The problem is that most of the clients "Newly acquired clients" still on XP would not all be able to upgrade hardware as well because of the cost implication. and our lovely $/Rand situation that pushed IT hardware and software cost thru the roof the last couple of months.
You have to sell "ROI"..Return On Investment...which includes some easy points for the clients to consider.
*Your WinXP machines run older hardware, older slower CPUs, will be 32 bit so less than 4 gigs of RAM, older slower hard drive technology, older slower motherboard/chipset technology, weaker video cards....it is a "gamble" as to if they will be supported with WIndows 10, and it is a 100% guarantee that..if it does run Windows 10...it will be painfully slow.

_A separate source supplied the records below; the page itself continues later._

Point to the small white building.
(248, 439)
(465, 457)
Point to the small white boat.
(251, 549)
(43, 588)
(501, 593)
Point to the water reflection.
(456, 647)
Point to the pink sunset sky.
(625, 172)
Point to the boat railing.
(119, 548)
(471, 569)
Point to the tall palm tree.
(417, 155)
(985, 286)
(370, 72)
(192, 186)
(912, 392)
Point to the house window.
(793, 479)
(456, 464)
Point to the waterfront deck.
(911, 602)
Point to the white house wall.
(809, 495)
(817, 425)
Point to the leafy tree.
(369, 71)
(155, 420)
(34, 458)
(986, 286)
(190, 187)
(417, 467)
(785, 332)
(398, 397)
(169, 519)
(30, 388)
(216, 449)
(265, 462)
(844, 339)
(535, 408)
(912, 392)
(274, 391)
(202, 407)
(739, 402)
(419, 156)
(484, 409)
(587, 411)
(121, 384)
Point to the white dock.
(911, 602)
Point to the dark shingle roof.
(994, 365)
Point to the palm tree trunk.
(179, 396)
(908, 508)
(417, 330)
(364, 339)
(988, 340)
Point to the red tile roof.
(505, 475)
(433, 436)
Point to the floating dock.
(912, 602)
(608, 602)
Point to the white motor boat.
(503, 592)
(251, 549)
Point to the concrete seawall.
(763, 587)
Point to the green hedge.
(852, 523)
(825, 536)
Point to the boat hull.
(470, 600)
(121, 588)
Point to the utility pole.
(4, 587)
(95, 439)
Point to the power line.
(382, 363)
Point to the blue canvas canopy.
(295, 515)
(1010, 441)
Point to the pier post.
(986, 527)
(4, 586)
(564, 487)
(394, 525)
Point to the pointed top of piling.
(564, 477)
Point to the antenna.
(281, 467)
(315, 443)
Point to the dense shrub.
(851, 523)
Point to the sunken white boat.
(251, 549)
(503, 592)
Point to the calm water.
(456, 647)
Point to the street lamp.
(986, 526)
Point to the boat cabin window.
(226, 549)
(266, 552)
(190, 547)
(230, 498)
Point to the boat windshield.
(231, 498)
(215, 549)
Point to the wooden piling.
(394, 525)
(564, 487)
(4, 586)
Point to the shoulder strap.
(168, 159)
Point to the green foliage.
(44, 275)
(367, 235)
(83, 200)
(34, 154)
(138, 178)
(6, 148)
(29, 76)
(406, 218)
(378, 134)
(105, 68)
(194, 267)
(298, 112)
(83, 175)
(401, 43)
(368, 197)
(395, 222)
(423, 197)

*Workstations of that vintage are surely out of warranty
*Workstation of that vintage are...over 7 or more years old...hard drives certainly very diminished in performance, (due to age/wear and tear)...and likely ready to fail soon.
*It will cost at least 4 hours of labor to install WIndows 10. Don't forget...it is not an "upgrade" from WinXP...it is a nuke 'n pave. Program files are not migrated. Now you have to go on a driver hunt. (more time)...now you have to go reinstall end users applications (a lot more time)...now you have to go restore their data (more time).
You're close to a full day of work.
On labor alone...you're near the cost, if not over the cost, of a new computer.
Now...on the occasion we do OS upgrades...we replace the hard drives with a new one (since that is 100 bucks well spent...get better performance, and longer life expectancy)...and we add RAM. Windows 10....heck even Windows 7....we start at 8 gigs of RAM. Just shoot me if I have to sit down at a computer with less than 4 gigs and RAM on todays OS's. So there's more money.
You're up over a thousand bucks now...combining labor, and a little bit of $ for the parts. For a user computer. That will not run nicely like a brand new computer. And it's out of warranty. And its life expectancy is....not much left.